Buchenwald concentration camp was operated by Nazi Germany. The camp had 139 subcamps.
The Boys were teenage and child-Holocaust survivors, who were brought to the UK after the war for rest and rehabilitation.
History
The Magdeburg camp was located in Magdeburg, the capital of the state of Saxony-Anhalt in central Germany.
The camp was run by Brabag (Braunkohle Benzin AG), who worked closely with the Nazi regime. The production of synthetic petroleum was vital for the German war effort and the company was set up in 1934. Petroleum was made from brown coal. Brabag managers ruthlessly exploited the slave labourers assigned to them, to speed up construction of their plants.

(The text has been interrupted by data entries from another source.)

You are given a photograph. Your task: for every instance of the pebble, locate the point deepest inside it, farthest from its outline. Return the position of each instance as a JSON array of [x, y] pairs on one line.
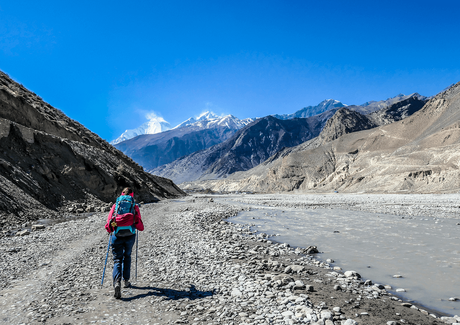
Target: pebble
[[197, 267]]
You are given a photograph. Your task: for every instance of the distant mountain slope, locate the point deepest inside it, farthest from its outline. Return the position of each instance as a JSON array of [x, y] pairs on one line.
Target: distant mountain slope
[[192, 135], [309, 111], [420, 154], [373, 106], [154, 125], [245, 149], [48, 161]]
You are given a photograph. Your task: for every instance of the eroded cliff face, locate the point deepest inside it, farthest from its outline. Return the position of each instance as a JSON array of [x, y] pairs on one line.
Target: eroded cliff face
[[419, 154], [48, 161]]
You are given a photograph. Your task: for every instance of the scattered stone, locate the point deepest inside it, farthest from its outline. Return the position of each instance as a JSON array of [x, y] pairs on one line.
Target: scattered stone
[[24, 232], [354, 274], [37, 227]]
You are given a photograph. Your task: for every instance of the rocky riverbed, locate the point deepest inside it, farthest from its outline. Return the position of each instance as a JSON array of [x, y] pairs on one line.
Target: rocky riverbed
[[193, 268]]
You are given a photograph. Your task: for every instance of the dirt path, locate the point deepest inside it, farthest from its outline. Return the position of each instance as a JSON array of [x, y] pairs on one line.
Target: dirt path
[[192, 268]]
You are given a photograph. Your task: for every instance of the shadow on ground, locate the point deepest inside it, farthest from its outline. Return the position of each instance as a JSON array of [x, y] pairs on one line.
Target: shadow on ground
[[192, 293]]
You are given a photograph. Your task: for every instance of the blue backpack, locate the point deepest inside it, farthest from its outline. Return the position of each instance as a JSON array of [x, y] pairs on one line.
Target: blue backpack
[[124, 205]]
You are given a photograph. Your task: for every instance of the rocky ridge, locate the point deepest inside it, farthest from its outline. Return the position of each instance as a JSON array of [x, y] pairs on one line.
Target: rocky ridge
[[49, 162], [153, 150], [246, 149], [416, 154]]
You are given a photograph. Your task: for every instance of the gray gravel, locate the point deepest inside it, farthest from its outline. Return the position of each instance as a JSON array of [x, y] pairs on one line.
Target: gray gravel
[[193, 268]]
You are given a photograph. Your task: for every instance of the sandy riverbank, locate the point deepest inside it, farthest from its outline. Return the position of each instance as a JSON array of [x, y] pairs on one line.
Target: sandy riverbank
[[193, 268]]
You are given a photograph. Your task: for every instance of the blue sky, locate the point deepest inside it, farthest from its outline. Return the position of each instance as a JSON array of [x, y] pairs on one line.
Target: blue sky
[[107, 64]]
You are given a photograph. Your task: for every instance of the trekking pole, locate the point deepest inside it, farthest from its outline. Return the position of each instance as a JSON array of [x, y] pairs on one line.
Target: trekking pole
[[106, 257], [137, 245]]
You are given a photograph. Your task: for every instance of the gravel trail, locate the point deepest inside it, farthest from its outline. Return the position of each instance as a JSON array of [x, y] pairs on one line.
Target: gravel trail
[[193, 268]]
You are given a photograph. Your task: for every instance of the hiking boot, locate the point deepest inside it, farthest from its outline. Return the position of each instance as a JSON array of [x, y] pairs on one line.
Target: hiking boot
[[117, 287]]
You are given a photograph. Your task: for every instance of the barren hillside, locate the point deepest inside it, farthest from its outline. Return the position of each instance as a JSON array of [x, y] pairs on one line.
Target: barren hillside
[[417, 154], [48, 161]]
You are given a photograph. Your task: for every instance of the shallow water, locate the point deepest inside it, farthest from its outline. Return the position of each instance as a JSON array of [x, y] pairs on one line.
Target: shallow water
[[425, 251]]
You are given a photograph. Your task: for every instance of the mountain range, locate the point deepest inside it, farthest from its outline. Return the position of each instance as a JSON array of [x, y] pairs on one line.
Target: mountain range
[[153, 150], [263, 138]]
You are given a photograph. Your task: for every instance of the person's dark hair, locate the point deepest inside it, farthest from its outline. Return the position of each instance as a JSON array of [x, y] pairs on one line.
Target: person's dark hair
[[127, 191]]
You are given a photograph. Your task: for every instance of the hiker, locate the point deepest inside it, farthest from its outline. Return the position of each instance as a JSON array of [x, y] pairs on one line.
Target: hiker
[[123, 220]]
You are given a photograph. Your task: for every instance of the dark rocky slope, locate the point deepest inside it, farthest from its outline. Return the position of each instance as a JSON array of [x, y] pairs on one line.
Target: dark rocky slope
[[48, 161], [246, 149], [256, 143]]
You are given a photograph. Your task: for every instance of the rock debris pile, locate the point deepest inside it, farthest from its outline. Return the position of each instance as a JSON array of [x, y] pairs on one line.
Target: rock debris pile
[[193, 268]]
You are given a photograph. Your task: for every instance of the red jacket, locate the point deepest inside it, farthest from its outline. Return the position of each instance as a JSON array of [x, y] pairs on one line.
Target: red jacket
[[125, 219]]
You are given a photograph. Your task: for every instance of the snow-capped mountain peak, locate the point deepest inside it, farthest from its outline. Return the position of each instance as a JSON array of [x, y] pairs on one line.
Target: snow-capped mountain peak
[[207, 116], [156, 124]]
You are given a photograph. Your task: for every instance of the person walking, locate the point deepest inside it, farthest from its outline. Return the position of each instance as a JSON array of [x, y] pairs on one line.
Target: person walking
[[123, 220]]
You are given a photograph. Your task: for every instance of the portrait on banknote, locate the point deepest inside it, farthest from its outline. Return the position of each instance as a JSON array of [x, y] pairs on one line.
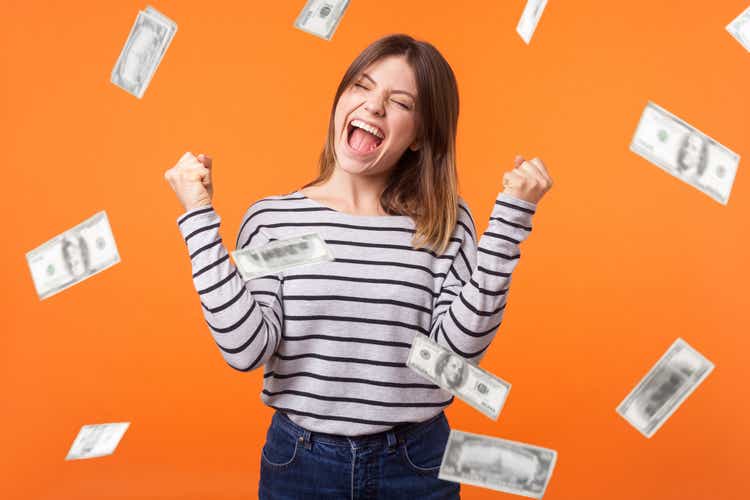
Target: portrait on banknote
[[75, 253], [692, 157], [451, 369], [663, 386]]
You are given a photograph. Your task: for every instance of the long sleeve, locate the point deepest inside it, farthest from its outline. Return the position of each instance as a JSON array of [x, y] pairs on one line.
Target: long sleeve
[[244, 318], [472, 300]]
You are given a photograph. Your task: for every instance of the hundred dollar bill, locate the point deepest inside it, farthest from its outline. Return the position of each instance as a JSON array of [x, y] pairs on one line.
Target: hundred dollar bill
[[685, 152], [144, 49], [475, 386], [679, 371], [97, 440], [71, 257], [281, 255], [321, 17], [530, 18], [740, 28], [498, 464]]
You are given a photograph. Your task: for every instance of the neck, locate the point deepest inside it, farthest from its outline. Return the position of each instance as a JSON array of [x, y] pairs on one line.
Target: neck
[[358, 193]]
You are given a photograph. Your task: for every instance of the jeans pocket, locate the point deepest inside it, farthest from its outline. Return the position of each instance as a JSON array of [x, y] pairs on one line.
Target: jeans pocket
[[280, 449], [423, 453]]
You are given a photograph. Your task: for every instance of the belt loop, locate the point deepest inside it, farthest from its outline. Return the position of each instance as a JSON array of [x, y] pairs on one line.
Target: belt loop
[[391, 436], [306, 440]]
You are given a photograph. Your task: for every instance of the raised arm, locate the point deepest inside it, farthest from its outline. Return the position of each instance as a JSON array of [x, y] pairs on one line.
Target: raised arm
[[472, 301], [247, 329]]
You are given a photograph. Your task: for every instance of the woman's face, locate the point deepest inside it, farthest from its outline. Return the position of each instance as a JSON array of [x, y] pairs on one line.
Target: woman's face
[[375, 118]]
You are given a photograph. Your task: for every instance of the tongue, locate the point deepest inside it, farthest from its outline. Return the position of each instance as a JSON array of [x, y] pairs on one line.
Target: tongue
[[362, 141]]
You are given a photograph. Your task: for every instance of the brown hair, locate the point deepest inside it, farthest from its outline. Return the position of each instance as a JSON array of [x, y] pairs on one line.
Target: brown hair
[[423, 184]]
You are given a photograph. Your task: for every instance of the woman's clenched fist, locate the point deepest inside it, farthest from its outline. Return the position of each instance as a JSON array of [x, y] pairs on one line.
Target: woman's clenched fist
[[191, 180], [528, 181]]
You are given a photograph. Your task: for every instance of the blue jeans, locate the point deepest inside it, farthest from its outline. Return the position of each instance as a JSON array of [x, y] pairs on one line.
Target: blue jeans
[[400, 463]]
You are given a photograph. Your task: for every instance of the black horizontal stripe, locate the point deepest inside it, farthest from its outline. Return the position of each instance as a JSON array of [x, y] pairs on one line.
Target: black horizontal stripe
[[193, 214], [459, 351], [494, 273], [498, 254], [485, 291], [393, 247], [501, 237], [252, 365], [250, 217], [358, 280], [467, 231], [477, 311], [205, 247], [516, 207], [339, 418], [471, 219], [466, 261], [329, 224], [218, 284], [391, 263], [362, 300], [369, 321], [469, 332], [371, 402], [245, 345], [335, 338], [202, 229], [339, 359], [236, 323], [455, 273], [512, 224], [401, 385], [211, 265]]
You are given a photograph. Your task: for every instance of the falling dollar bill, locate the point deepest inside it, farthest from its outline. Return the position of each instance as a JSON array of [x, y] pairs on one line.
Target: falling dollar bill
[[679, 371], [530, 18], [97, 440], [73, 256], [281, 255], [144, 49], [685, 152], [475, 386], [740, 28], [497, 464], [321, 17]]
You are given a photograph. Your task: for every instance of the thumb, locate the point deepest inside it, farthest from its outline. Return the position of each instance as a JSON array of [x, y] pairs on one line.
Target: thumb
[[205, 159]]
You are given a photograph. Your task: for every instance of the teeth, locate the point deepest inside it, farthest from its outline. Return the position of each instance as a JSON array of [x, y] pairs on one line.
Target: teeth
[[369, 128]]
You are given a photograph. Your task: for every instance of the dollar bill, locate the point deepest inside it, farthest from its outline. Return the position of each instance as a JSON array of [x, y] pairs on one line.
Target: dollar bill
[[685, 152], [497, 464], [679, 371], [281, 255], [97, 440], [530, 18], [321, 17], [71, 257], [477, 387], [739, 28], [144, 49]]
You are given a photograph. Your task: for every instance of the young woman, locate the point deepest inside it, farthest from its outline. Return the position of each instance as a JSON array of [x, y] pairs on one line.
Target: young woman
[[352, 420]]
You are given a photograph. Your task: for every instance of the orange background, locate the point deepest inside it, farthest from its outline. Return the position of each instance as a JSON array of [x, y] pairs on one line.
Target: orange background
[[623, 260]]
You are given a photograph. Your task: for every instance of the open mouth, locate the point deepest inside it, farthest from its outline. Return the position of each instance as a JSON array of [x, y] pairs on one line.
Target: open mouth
[[364, 137]]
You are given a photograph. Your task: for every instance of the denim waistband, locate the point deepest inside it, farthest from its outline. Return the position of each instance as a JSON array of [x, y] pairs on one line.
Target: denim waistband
[[390, 437]]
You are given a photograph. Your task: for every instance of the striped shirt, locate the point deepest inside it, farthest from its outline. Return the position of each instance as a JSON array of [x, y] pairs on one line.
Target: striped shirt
[[334, 337]]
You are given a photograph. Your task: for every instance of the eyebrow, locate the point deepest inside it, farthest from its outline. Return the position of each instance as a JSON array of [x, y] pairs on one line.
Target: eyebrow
[[365, 75]]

An estimated 13,000 slave labourers worked for Brabag during the World War II.
Structure
The camp was built between Heinrichsberger Strasse and Köbelitzer Strasse. It consisted of four barracks, a large tent and a building with a kitchen and infirmary, in which housed mainly Hungarian Jews, of which Isaac Brandstein was one.
Dissolution & Liberation
The camp was dissolved and the prisoners sent on a death march to the Ravensbrück concentration camp. The factory was then seized by the US Army in April 1945.
Aftermath
Magdeburg was handed over to the Red Army in July 1945 and the hydrogenation plant was immediately repaired on the orders of the Soviet Military Administration but in November 1946, it was dismantled and relocated to the Soviet Union.
After the war, the firm and its remaining assets were dissolved. Brabag denied any responsibility for the prisoners and rejected all claims for compensation by former prisoners.